Segundo o nosso entrevistado para que exista alguma competitividade é preciso que se encontrem formas de reduzir os custos de produção. Esta redução pode ser feita através de políticas apropriadas, isenções fiscais e o financiamento.
“Só para exemplificar, participamos num concurso feito aqui no país e para fornecer sementes de batata e ficamos em quarto lugar. Os três primeiros classificados tinham comprado a semente na África do Sul. Se as políticas fossem devidamente aplicadas, os organizadores do certame teriam privilegiado a produção nacional. Temos capacidade para produzir, mas é preciso aplicarmos as políticas existentes”, sublinhou.
Gouveia citou como exemplo o mecanismo que visa reduzir o preço dos combustíveis para os agricultores, apontou a necessidade de as direcções provinciais e distritais passarem a ser mais dinâmicas e presentes junto dos produtores.
Disse ainda que aparentemente há financiamento para a agricultura, mas a aplicação continua a ser um problema. “O financiamento comercial é mais difícil, mas existem instituições que abrem pacotes, nomeadamente o Banco Mundial, Banco Africano de Desenvolvimento, USAID, UNICEF que podem ser usadas em benefício do sector produtivo, com estímulo do governo”.
POLÍTICAS
FAVORÁVEIS
Tatiana Mata, do pelouro do Agro Negócio da Confederação das Associações Económicas (CTA), afirma que o governo deve fazer reformas das políticas agrárias existentes ou introduzir novas que sejam mais favoráveis para promover a produção nacional e que sejam desfavoráveis às importações.
“Neste momento ainda são pagos alguns direitos na importação de maquinaria e insumos agrícolas e isso desincentiva a aquisição de meios de trabalho”, disse.
Tatiana referiu que um dos primeiros passos que o sector privado deu foi a revisão da Pauta Aduaneira e do Código do Imposto sobre o Valor Acrescentado (IVA) para permitir que os insumos agrícolas sejam mais acessíveis.
“Se as políticas agrárias mudarem e termos uma vontade política real que apoie o sector produtivo, Moçambique pode viver da produção interna porque temos o potencial e capacidades. Só precisamos investir mais”, sublinhou.

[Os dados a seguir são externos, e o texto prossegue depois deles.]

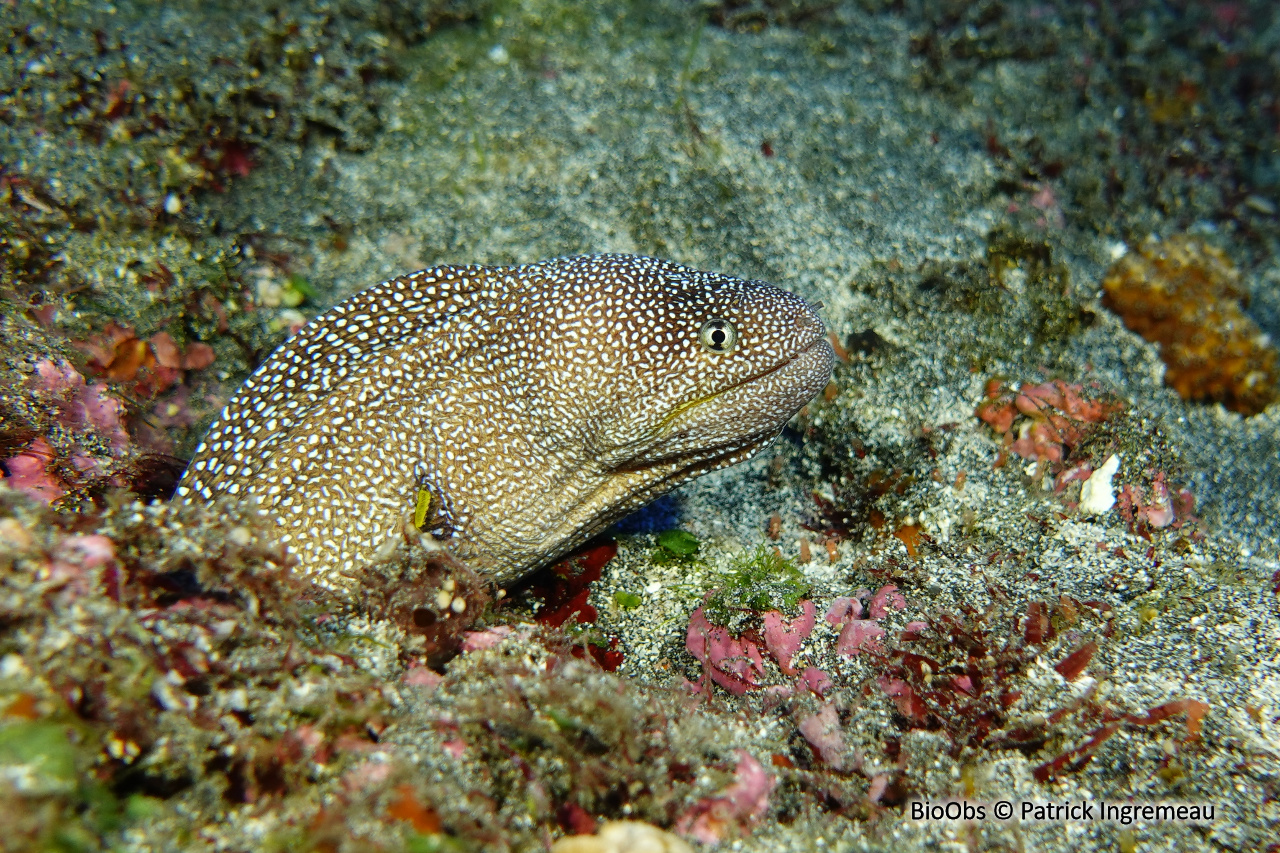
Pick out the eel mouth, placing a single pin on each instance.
(663, 427)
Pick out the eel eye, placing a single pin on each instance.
(717, 336)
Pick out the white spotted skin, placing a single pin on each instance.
(536, 404)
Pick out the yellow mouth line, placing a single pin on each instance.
(664, 424)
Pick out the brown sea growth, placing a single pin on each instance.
(1187, 296)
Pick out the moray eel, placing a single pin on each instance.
(510, 411)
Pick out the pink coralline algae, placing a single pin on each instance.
(80, 405)
(784, 638)
(860, 634)
(741, 803)
(732, 662)
(1042, 422)
(1161, 510)
(28, 471)
(822, 731)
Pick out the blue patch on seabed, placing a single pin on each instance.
(662, 514)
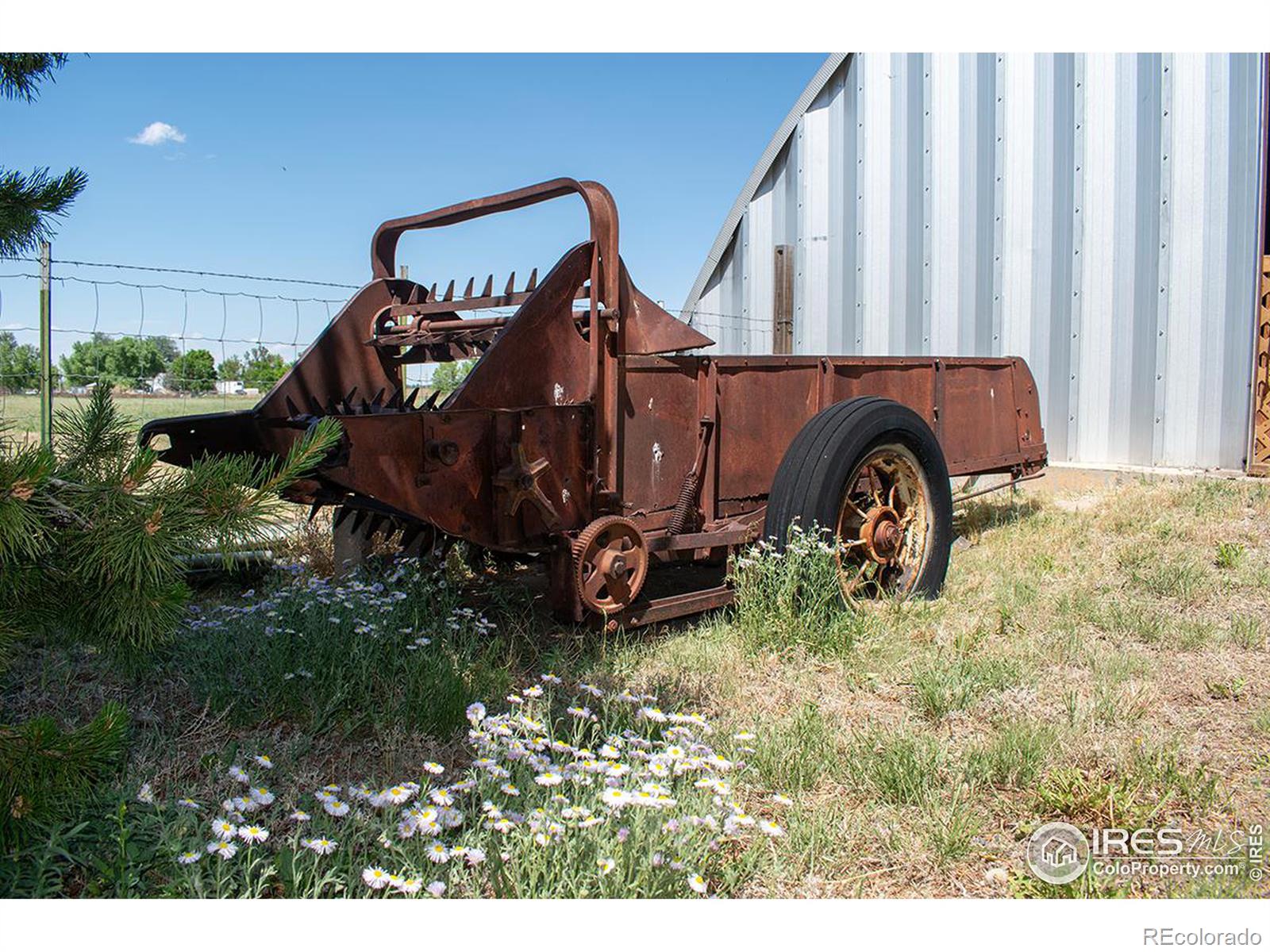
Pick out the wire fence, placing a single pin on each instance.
(196, 346)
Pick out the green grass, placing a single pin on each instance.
(1058, 677)
(22, 412)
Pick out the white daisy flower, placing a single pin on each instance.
(253, 835)
(397, 795)
(615, 797)
(224, 848)
(375, 877)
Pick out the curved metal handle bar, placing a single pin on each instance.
(601, 209)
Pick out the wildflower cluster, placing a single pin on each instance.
(567, 793)
(308, 649)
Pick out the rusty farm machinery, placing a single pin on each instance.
(594, 435)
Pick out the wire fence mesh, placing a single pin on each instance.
(202, 342)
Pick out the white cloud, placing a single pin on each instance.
(156, 133)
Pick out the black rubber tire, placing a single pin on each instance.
(810, 480)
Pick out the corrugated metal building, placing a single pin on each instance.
(1098, 215)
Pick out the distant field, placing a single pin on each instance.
(22, 413)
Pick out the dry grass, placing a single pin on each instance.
(1102, 663)
(1102, 660)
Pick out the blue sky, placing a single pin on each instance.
(290, 162)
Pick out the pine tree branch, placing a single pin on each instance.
(21, 74)
(29, 203)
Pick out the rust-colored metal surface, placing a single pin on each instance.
(586, 436)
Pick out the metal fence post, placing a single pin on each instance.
(46, 346)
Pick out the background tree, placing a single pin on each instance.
(19, 365)
(448, 376)
(230, 368)
(114, 362)
(194, 372)
(262, 367)
(29, 202)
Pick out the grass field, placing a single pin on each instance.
(1099, 659)
(22, 412)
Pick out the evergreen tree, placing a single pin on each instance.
(102, 520)
(29, 202)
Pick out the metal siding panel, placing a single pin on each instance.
(1018, 251)
(833, 146)
(1241, 277)
(1099, 263)
(1140, 414)
(1095, 215)
(945, 217)
(1184, 324)
(908, 159)
(876, 202)
(1216, 238)
(851, 156)
(810, 329)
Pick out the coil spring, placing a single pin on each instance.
(685, 505)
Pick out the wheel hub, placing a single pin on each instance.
(882, 535)
(883, 524)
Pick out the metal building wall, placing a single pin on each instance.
(1094, 213)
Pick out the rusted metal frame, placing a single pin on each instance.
(958, 501)
(937, 410)
(601, 209)
(660, 609)
(732, 536)
(708, 409)
(468, 304)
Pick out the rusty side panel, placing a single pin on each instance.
(393, 459)
(984, 413)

Para ela, o problema de acesso ao financiamento está ligado a fraca capacidade do produtor no que toca a garantias, pois existem linhas de crédito do governo e parceiros de cooperação que são oferecidas por via dos bancos comerciais.
“Sabemos que as garantias que os bancos pedem vão além dos 120 por cento do valor pedido. Se o produtor não tem o valor também não terá essa garantia. Há uma necessidade de fazer com que os bancos comerciais assumam uma parte do risco”.
Uma das formas apontadas pela nossa interlocutora para minimizar o problema é garantir que o produtor também tenha capacidade de gestão, através de acções contínuas de formação.